Neuromuscular paralyses of varying severities are the main presentation of toluene toxicity,[11,13] with severity proportional to the degree of hypokalemia.[13,15] Explanations for toluene-induced hypokalemia include renal tubular acidosis,[16] independent urinary potassium wasting,[12] and kaluresis as a conjugate cation for hippurate.[18] Toluene is associated with distal and proximal RTA’s,[16,19] proteinuria, and Fanconi syndrome.[11] A metabolic acidosis may present, with both anion gap and nonanion gap acidoses noted.[11,12] Hypotheses regarding pathogenesis of the former revolve around hippuric and benzoic acidosis,[18] whereas the latter is thought to be due to impaired distal tubular ammoniagenesis or chronic interstitial abuse in chronic toluene exposure.[18,19] Hypophosphatemia is common via an unknown mechanism postulated as either hyperphosphaturia or phosphate redistribution[11-13]; our patient had a fractional excretion of phosphate (FePO4) of 2.09% at hour 8, calculated as FePO4 = (UPO4/SPO4)/(UCr/SCr) = (1/0.27)/(14/79) = 2.09, suggesting appropriately decreased phosphate excretion. Rhabdomyolysis is common and may be due to direct muscle injury.[13] Various arrhythmias are possible.[11]

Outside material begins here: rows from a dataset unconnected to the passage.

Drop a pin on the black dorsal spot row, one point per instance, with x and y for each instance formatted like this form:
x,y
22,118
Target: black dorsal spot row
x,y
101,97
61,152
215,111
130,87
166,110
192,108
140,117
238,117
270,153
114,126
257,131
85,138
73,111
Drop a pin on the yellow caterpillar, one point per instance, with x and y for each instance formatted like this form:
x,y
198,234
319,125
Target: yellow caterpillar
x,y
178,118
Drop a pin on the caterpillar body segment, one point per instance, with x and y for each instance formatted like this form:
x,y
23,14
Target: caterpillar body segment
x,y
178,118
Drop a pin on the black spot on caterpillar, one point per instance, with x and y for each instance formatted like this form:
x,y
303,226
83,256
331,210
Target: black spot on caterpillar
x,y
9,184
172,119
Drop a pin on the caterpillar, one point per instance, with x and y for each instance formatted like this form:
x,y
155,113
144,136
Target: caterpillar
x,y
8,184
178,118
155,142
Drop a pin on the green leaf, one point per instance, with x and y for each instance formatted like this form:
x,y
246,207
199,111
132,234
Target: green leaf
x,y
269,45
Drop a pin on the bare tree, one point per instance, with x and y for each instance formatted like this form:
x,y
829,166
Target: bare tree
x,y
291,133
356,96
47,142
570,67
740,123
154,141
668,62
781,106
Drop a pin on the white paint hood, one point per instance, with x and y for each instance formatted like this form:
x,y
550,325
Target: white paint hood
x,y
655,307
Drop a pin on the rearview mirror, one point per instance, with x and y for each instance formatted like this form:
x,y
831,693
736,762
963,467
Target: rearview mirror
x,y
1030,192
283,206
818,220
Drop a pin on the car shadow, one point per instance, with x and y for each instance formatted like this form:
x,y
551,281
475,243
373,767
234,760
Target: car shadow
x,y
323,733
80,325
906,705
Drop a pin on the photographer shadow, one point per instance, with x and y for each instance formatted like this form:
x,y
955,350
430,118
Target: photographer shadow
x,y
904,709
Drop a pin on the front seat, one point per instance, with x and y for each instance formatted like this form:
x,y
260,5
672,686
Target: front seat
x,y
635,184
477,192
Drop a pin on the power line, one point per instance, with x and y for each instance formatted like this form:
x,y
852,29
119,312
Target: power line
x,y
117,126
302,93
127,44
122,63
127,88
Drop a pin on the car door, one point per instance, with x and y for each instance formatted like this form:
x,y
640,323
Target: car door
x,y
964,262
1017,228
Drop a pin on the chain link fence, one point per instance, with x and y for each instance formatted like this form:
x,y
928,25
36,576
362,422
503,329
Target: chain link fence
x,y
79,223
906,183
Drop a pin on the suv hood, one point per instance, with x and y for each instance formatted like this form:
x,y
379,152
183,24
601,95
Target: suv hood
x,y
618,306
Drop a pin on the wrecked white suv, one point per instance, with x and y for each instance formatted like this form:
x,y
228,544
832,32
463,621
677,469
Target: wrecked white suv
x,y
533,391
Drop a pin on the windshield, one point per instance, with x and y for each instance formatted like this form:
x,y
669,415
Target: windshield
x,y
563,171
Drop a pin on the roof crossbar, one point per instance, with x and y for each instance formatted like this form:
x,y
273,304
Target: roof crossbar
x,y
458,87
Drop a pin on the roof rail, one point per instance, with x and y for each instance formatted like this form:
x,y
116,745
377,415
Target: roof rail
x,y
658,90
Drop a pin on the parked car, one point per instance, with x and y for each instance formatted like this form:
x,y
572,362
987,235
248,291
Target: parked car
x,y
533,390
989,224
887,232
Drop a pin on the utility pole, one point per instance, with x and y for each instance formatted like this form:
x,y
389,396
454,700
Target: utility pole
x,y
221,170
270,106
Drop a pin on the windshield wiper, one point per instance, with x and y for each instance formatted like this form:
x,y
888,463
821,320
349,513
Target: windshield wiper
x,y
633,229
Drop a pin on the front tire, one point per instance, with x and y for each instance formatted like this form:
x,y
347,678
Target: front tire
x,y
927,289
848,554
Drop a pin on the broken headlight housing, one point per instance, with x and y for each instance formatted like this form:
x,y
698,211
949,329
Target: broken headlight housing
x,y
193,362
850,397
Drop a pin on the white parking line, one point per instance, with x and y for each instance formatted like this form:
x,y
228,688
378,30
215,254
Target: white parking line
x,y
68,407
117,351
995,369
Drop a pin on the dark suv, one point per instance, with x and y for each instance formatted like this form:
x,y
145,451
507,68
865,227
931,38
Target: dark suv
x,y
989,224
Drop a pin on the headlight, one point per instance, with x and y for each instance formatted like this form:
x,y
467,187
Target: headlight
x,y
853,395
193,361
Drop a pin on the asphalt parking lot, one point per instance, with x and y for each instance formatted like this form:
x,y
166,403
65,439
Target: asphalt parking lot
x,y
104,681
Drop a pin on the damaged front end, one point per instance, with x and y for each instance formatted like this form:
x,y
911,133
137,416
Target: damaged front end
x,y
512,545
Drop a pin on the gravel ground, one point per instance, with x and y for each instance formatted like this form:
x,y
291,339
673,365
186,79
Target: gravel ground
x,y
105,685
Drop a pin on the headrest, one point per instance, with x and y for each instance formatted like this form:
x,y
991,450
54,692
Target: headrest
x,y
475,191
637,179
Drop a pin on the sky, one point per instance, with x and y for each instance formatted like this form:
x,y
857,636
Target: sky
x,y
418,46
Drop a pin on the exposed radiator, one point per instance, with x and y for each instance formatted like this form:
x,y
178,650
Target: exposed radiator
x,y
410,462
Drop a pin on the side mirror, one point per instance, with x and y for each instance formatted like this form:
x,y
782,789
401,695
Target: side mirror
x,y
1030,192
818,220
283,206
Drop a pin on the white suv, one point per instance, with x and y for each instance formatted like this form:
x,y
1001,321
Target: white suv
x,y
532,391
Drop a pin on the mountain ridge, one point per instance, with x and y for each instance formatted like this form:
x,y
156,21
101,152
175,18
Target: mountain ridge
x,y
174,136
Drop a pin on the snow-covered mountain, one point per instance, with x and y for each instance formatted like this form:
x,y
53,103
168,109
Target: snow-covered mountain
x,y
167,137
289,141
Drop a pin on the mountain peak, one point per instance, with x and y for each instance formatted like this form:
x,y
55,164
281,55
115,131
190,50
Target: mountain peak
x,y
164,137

Toluene toxicity is a clinical diagnosis, although serum toluene and urine hippuric acid have been described as diagnostic measures.[16,20] In our case, diagnostic delay and improper sample handling rendered these tests inconclusive. Therefore, awareness should be lent to toluene as a cause in severe hypokalemia.

Outcomes

Our patient rapidly recovered with potassium and magnesium replacement. He was advised to use proper protective equipment when handling toluene. He has had no symptom relapses and has had repeat blood work and urine studies demonstrating no abnormalities.